Lord Croton tutted and nearly yelled at him to hurry up. Finally, the intruder moved into the room.

"Hold it. We have a gun on you." The trespasser stood frozen. Lord Crofton lit the lamp while training the pistol on him. He instructed the hooded figure to close the door.

"Now. Pull your hood back so we can see who you are and stand in front of the desk." He sighed. "And pull that scarf down, man, the smells not that bad," he said looking around the room.

Lord Crofton smiled when his identity was revealed. "Ah, Michael O'Grady. I was hoping it would be you. See, Alex, I told you Michael would come back to visit."

Michael looked around the office and then stared at Lord Crofton.

"Alex? Alexandra? Have you gone mad?"

Lord Crofton cackled. "He thinks I'm mad. Alex." All the humour slipped from him. "So what did you intend to do?"

Michael indicated he wanted to put the cask down.

Lord Crofton nodded. "Carefully, mind you, I'm a good shot."

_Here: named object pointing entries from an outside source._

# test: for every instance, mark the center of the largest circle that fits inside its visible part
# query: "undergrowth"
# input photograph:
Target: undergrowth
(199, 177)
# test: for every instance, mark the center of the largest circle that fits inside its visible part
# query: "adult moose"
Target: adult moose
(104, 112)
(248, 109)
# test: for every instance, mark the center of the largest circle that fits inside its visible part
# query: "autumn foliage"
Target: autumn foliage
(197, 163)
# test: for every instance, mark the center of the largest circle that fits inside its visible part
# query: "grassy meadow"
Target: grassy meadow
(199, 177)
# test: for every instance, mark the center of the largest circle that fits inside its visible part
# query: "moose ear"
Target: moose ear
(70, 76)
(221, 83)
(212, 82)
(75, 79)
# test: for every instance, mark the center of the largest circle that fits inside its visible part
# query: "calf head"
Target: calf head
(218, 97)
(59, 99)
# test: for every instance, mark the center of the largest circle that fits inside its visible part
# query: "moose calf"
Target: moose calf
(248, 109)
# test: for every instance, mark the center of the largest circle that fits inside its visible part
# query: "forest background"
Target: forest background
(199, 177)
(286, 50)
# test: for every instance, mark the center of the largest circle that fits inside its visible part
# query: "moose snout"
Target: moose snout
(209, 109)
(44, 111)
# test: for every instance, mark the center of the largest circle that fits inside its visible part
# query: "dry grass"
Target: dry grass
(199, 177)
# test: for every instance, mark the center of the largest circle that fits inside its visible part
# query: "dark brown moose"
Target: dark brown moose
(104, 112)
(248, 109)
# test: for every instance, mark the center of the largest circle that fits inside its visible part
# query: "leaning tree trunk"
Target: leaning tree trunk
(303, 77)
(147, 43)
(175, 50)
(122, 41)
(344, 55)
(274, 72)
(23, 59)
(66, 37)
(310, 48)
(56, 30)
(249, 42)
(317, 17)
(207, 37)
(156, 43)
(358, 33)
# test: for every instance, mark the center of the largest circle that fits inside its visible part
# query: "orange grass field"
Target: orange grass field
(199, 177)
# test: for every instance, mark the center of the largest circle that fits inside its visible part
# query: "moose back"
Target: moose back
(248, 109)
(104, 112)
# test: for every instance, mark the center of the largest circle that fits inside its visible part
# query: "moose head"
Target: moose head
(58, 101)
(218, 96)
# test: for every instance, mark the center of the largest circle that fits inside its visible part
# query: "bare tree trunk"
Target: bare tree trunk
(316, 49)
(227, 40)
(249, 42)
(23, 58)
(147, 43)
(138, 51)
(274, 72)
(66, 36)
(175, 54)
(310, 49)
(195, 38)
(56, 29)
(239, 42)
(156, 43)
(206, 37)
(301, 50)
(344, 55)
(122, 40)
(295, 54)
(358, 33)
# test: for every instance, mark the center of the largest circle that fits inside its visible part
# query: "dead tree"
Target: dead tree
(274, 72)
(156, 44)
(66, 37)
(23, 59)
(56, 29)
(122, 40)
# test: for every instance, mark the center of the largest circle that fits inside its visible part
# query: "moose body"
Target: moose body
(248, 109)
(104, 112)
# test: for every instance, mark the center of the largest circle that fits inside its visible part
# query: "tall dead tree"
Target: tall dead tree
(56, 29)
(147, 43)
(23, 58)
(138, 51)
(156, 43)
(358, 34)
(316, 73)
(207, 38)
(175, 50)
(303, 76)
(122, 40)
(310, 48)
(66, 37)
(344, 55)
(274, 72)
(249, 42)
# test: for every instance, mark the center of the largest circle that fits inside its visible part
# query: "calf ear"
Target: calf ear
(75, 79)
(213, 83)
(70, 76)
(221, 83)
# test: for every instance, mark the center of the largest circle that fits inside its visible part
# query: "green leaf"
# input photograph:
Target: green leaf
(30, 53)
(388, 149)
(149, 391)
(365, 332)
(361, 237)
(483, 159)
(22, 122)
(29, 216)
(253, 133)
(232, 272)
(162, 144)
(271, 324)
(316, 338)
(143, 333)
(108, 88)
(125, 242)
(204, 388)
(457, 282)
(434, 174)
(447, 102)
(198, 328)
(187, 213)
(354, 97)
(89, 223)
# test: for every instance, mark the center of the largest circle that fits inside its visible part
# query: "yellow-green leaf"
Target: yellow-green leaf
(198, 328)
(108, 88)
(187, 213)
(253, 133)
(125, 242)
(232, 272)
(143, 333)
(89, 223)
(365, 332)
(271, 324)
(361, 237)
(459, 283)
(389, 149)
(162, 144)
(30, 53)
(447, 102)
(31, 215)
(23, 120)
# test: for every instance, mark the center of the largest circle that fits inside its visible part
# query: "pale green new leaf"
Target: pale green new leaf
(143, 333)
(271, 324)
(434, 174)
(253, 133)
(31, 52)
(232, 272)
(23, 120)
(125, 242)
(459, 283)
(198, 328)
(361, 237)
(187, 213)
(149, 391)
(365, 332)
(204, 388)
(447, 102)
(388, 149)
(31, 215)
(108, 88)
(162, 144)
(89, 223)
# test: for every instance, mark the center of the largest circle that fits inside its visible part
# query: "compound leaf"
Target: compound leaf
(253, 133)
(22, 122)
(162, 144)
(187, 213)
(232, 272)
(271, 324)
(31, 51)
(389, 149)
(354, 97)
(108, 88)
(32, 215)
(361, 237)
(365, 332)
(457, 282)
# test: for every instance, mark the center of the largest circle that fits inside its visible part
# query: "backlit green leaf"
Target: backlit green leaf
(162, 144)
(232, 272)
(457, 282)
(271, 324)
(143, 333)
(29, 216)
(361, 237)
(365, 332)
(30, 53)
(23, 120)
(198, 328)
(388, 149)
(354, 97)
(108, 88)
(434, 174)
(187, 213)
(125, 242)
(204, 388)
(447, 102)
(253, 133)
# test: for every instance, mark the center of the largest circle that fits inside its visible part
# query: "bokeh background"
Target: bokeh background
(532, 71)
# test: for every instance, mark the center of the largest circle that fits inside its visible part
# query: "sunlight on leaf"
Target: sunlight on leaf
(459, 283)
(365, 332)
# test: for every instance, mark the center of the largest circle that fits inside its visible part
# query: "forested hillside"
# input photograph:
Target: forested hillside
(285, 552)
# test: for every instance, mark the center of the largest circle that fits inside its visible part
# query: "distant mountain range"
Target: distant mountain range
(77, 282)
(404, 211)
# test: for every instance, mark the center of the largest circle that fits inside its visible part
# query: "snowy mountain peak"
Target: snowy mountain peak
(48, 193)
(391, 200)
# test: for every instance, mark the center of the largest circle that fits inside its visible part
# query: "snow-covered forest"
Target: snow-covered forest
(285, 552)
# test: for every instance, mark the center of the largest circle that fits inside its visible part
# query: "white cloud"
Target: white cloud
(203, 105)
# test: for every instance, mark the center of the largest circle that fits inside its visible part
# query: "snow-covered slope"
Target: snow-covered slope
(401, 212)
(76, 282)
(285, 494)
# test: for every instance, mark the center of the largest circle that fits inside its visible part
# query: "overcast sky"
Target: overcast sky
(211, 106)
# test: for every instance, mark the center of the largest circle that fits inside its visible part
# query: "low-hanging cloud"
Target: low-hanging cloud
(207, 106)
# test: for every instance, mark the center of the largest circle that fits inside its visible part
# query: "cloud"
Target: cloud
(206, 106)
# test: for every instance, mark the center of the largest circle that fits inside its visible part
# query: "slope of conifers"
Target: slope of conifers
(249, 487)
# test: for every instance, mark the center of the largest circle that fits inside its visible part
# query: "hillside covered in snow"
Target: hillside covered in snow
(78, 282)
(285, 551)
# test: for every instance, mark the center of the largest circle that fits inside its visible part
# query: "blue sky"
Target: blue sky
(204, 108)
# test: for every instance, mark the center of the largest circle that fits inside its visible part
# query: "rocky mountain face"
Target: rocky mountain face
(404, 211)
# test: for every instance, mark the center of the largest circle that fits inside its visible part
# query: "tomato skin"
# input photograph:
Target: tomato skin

Michael set the cask down and then removed a velvet purse from his pocket, opened the drawstring and dumped its contents on the desk, the gold coins glittering in the lamplight. Lord Crofton stared at the coins as tears stung his eyes.

"The coins to appease your guilty conscious were never used, even when they may have saved Ma and Maggie's life."

Lord Crofton's vision blurred and the gun trembled in his hand. A knock on the door steadied his nerve. He took aim at Michael.

"Lord Crofton, are you alright?" came a voice through the door.

"Connor... Please come in and join us."

Connor came in, closed his eyes and pinched his nose. He froze when he blinked and saw Michael.

Lord Crofton cackled again. "Come in. Come in, Connor. We're all one happy family now and take your hand away from your nose. You're insulting us."

He turned back to Michael as Connor dropped his hand and gasped. "You see, Connor had a simple job: make sure the veranda door is unlocked. But could he do that?" He shook his head. "No. It's so hard to get good help, isn't that right, Alex?"

Connor and Michael gaped at each other and then back at Lord Crofton.

"Michael, you're wondering who did unlock it, right? Well me, of course, and probably just before you got here. We figured it might be too much for Connor. Choosing sides is such a problem in this country."

Michael swallowed and then spoke up. "So you knew all along."

Lord Crofton giggled. "That's another problem in this country. Too much talk. Nobody can keep a secret."

"So what are you going to do with us?"

"Nothing. You came to burn the place down, so get on with it. Connor, make sure everyone gets out." He glanced up at the ceiling. "You never know if someone's taking advantage of a house full of empty bedrooms." He shook his head and then glared at Connor. "Can you manage that or will I have to do that as well?"

"No, me Lord."

"Well don't just stand there, get on with it, man." Connor bobbed his head and ran out the door.

Michael stood as though he had taken root. Lord Crofton sighed and put the pistol down.

"I have no intention of shooting you. Just spread the oil and start your fire" He smelled smoke and then smiled. "I believe your colleagues have already started their own."

Lord Crofton hummed while Michael soaked the furnishings and drapes and then shattered the cask, a puddle of oil forming around it. He lit a saturated rag and threw it onto the spreading pool. It flared into a wall of flame. Lord Crofton chortled at the intensity of the heat and watched Alexandra dance in the flames. Michael ran to the door but paused to look back.

"And you?"

Lord Crofton giggled and put the pistol to his head. "I'm off to apologise to your Mother and Maggie."

Michael gasped, then ran.

"I'll see you on the other side, Alex," he cried as he pulled the trigger.

Four figures emerged from a raging inferno, crossed the lawn and disappeared into the thicket of rhododendron as the winters evening sky was lit up in a spectacular display. Those first on hand to lend assistance were too late. Flames reached out from the windows to the open sky. A brilliant crest of fire rose through the roof in an awesome glow. Slowly the roof collapsed into the house in a cascade of sparks, the windows lit up with orange light, like a jack-o-lantern on all hallows eve.